作者:Zou, Dan*; Dou, Yong; Guo, Song; Li, Rongchun; Deng, Lin
来源:Concurrency and Computation-Practice & Experience, 2014, 26(16): 2713-2726.
DOI:10.1002/cpe.3158

摘要

Sparse Cholesky factorization is the most computationally intensive component in solving large sparse linear systems and is the core algorithm of numerous scientific computing applications. A large number of sparse Cholesky factorization algorithms have previously emerged, exploiting architectural features for various computing platforms. The recent use of graphics processing units (GPUs) to accelerate structured parallel applications shows the potential to achieve significant acceleration relative to desktop performance. However, sparse Cholesky factorization has not been explored sufficiently because of the complexity involved in its efficient implementation and the concerns of low GPU utilization. In this paper, we present a new approach for sparse Cholesky factorization on GPUs. We present the organization of the sparse matrix supernode data structure for GPU and propose a queue-based approach for the generation and scheduling of GPU tasks with dense linear algebraic operations. We also design a subtree-based parallel method for multi-GPU system. These approaches increase GPU utilization, thus resulting in substantial computational time reduction. Comparisons are made with the existing parallel solvers by using problems arising from practical applications. The experiment results show that the proposed approaches can substantially improve sparse Cholesky factorization performance on GPUs.
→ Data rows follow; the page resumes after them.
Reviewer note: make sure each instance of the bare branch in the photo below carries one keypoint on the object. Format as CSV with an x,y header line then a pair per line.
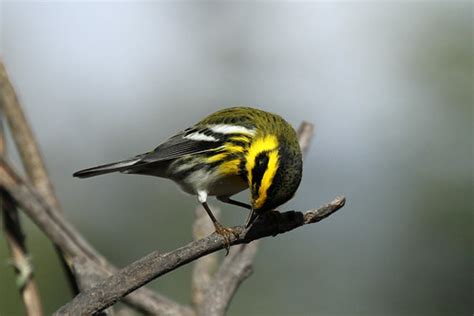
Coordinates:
x,y
235,270
203,267
78,249
16,243
30,155
305,135
156,264
20,259
65,236
236,267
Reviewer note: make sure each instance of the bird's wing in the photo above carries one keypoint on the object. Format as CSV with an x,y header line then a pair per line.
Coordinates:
x,y
190,141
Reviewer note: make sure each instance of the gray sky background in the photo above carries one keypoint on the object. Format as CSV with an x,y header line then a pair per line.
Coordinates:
x,y
388,86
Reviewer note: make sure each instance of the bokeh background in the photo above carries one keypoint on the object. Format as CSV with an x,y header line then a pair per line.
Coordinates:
x,y
388,85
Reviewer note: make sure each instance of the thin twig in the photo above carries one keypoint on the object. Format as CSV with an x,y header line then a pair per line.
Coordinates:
x,y
144,300
305,136
30,155
19,255
156,264
66,237
236,267
204,267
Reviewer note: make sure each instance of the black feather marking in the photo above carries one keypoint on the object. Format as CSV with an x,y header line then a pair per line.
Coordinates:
x,y
261,164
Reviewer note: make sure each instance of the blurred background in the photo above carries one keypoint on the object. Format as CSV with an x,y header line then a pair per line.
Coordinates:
x,y
389,87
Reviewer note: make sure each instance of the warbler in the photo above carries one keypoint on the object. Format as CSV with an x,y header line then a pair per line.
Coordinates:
x,y
227,152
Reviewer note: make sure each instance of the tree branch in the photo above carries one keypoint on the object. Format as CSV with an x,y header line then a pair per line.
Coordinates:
x,y
235,268
156,264
50,213
16,243
204,267
30,155
65,236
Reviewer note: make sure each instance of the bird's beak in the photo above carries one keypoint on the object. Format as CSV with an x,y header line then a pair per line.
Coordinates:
x,y
252,216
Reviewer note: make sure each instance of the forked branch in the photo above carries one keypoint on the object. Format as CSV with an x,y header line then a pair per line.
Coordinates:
x,y
157,264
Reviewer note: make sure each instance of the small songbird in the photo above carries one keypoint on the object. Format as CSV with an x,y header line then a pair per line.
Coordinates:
x,y
223,154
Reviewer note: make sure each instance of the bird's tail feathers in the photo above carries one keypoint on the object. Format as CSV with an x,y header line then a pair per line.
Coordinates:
x,y
108,168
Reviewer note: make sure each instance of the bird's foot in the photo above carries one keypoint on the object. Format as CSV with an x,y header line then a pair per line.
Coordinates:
x,y
226,233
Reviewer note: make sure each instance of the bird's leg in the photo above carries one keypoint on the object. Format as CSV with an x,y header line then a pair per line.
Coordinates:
x,y
225,232
252,215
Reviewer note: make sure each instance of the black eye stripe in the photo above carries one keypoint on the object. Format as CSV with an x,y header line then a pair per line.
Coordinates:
x,y
261,164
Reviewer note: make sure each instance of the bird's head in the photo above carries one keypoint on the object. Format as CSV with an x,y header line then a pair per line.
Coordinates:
x,y
274,170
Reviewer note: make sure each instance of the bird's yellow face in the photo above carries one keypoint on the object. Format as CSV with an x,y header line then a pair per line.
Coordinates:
x,y
262,164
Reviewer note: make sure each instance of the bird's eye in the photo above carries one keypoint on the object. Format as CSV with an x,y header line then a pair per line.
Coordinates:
x,y
261,164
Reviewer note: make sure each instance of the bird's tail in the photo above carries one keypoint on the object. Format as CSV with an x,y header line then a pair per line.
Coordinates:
x,y
108,168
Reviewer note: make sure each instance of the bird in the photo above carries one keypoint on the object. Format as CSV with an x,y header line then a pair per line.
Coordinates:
x,y
227,152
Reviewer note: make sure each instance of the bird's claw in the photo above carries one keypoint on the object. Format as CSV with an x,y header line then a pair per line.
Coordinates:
x,y
226,233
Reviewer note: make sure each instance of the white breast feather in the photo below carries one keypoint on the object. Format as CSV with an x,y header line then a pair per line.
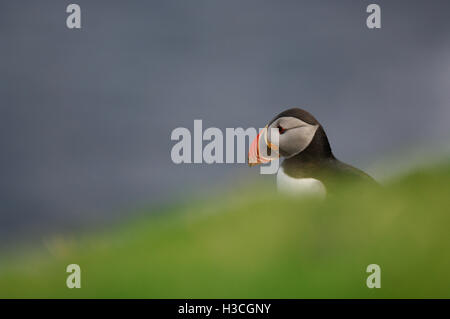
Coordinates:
x,y
299,186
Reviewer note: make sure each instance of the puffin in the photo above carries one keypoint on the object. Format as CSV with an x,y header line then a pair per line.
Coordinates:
x,y
309,166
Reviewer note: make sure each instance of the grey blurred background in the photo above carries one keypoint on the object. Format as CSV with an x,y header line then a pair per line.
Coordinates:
x,y
86,115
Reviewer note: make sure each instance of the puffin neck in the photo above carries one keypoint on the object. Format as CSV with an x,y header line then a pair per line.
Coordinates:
x,y
318,150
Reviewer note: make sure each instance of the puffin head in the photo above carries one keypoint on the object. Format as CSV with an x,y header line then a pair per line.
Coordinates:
x,y
290,133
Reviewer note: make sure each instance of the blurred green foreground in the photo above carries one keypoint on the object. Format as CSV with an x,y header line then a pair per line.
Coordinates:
x,y
246,244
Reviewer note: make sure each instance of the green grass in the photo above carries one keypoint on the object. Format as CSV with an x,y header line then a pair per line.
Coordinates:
x,y
244,244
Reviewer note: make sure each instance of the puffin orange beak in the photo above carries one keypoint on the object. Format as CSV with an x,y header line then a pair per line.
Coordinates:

Relative to a highly optimized parallel algorithm on a 12-core node, we were able to obtain speedups in the range 1.59x to 2.31x by using one GPU and 1.80x to 3.21x by using two GPUs. Relative to a state-of-the-art solver based on supernodal method for CPU-GPU heterogeneous platform, we were able to obtain speedups in the range 1.52x to 2.30x by using one GPU and 2.15x to 2.76x by using two GPUs. Concurrency and Computation: Practice and Experience, 2013.